PCR array analysis identified hyperproliferation but not autophagy or apoptosis in fibrous epulis.

机构信息

Department of Orthodontics, Shanghai Ninth People's Hospital, Shanghai Jiao Tong University School of Medicine, Shanghai, China.

Department of Stomatology, Hwa Mei Hospital, University of Chinese Academy of Sciences, Ningbo, China.

出版信息

J Clin Lab Anal. 2021 Jun;35(6):e23784. doi: 10.1002/jcla.23784. Epub 2021 May 2.

DOI:10.1002/jcla.23784
PMID:33934404
原文链接:https://pmc.ncbi.nlm.nih.gov/articles/PMC8183928/
Abstract

BACKGROUND

The pathogenesis of fibrous epulis is still quite unclear. Our recent genome-wide RNA sequencing analysis revealed that in fibrous epulis, RAS-PI3K-AKT-NF-κB pathway regulates the expression of Bcl-2 family and IAP family genes, leading to increased proliferation and the inhibition of apoptosis. The PI3K/AKT signaling pathway can promote autophagy in human gingival fibroblasts; therefore, the purpose of the present study was to identify whether autophagy is involved in the pathogenesis of fibrous epulis.

METHODS

Differentially expressed genes (DEGs) between fibrous epulis lesions and normal gingival tissues were identified using the PCR array. The expression levels of eighteen autophagy-related (ATG) family genes, twelve B-cell lymphoma 2 (Bcl-2) family genes, and eleven cysteine-dependent aspartate-directed protease (caspase) family genes were validated using quantitative real-time PCR (qRT-PCR).

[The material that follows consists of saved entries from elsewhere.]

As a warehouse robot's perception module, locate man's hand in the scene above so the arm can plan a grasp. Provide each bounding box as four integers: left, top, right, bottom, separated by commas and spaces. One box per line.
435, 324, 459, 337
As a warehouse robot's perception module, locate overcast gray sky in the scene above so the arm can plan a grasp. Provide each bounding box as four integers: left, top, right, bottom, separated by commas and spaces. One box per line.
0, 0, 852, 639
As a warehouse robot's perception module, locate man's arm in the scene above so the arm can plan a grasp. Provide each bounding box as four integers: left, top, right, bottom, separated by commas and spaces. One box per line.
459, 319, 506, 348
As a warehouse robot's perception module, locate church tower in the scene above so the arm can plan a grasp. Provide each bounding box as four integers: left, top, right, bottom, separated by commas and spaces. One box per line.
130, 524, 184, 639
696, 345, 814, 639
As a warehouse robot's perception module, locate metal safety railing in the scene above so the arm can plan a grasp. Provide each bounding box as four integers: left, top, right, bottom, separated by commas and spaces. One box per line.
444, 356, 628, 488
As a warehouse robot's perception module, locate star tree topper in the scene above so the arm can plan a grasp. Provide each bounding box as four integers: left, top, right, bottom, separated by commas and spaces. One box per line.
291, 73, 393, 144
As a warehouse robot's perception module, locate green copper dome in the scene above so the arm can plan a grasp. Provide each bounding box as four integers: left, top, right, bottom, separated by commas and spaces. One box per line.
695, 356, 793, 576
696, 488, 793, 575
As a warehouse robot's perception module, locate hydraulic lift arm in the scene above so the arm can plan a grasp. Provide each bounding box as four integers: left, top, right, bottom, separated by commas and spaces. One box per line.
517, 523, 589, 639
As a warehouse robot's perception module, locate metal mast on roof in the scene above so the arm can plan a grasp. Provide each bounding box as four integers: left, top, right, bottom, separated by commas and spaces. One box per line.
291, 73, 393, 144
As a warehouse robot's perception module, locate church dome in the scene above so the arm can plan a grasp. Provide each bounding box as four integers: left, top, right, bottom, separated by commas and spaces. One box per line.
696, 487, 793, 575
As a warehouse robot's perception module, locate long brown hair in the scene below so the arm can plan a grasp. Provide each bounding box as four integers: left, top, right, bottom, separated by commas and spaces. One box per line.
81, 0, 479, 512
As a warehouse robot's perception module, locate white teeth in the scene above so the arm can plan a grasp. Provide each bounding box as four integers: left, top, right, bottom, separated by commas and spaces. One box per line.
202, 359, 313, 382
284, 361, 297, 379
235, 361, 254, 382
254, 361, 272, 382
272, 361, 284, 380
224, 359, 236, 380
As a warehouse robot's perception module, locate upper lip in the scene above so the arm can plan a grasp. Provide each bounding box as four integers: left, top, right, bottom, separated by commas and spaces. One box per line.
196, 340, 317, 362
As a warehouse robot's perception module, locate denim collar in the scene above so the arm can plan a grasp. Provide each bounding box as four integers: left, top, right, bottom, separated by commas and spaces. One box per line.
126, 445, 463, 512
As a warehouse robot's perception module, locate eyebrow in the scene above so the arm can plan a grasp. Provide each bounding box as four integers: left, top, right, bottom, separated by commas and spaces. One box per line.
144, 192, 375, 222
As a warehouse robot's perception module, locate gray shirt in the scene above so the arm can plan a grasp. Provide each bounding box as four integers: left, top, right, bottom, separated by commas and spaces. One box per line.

Autophagy induction was determined by measuring microtubule-associated protein light chain 3 (LC3) conversion (LC3-I to LC3-II) by immunoblot analysis.

RESULTS

The PCR array identified six upregulated genes, whereas no genes were expressed at significantly lower levels. The upregulated genes were BCL2, BCL2L1, CXCR4, HSP90AA1, HSPA8, and IGF1, which all belong to the "regulation of autophagy" group but not the "autophagy machinery components" group. qRT-PCR verified that the expression levels of BCL2, BCL2L1 (also known as BCL-XL), and BCL2L2 (also known as BCL-W) were significantly increased in fibrous epulis. No LC3-I to LC3-II conversion was observed.

CONCLUSIONS

The present study reveals that in fibrous epulis, Bcl-2 and Bcl-xL coordinately mediate gingival cell escape from apoptosis, leading to uncontrolled proliferation. Moreover, ATG family genes are not activated, and autophagy is not involved in this process.

摘要

背景

纤维性龈瘤的发病机制尚不清楚。我们最近的全基因组 RNA 测序分析显示,在纤维性龈瘤中,RAS-PI3K-AKT-NF-κB 通路调节 Bcl-2 家族和 IAP 家族基因的表达,导致增殖增加和凋亡抑制。PI3K/AKT 信号通路可促进人牙龈成纤维细胞的自噬;因此,本研究旨在确定自噬是否参与纤维性龈瘤的发病机制。

方法

使用 PCR 阵列鉴定纤维性龈瘤病变与正常牙龈组织之间的差异表达基因(DEGs)。使用定量实时 PCR(qRT-PCR)验证十八个自噬相关(ATG)家族基因、十二个 B 细胞淋巴瘤 2(Bcl-2)家族基因和十一个半胱氨酸依赖性天冬氨酸定向蛋白酶(caspase)家族基因的表达水平。通过免疫印迹分析测量微管相关蛋白轻链 3(LC3)转化(LC3-I 至 LC3-II)来确定自噬诱导。

结果

PCR 阵列鉴定出六个上调基因,而没有基因表达水平显著降低。上调的基因是 BCL2、BCL2L1、CXCR4、HSP90AA1、HSPA8 和 IGF1,它们都属于“自噬调节”组,而不属于“自噬机制成分”组。qRT-PCR 验证了纤维性龈瘤中 BCL2、BCL2L1(也称为 BCL-XL)和 BCL2L2(也称为 BCL-W)的表达水平显著增加。未观察到 LC3-I 至 LC3-II 的转化。

结论

本研究表明,在纤维性龈瘤中,Bcl-2 和 Bcl-xL 协同介导牙龈细胞逃避凋亡,导致不受控制的增殖。此外,ATG 家族基因未被激活,自噬不参与该过程。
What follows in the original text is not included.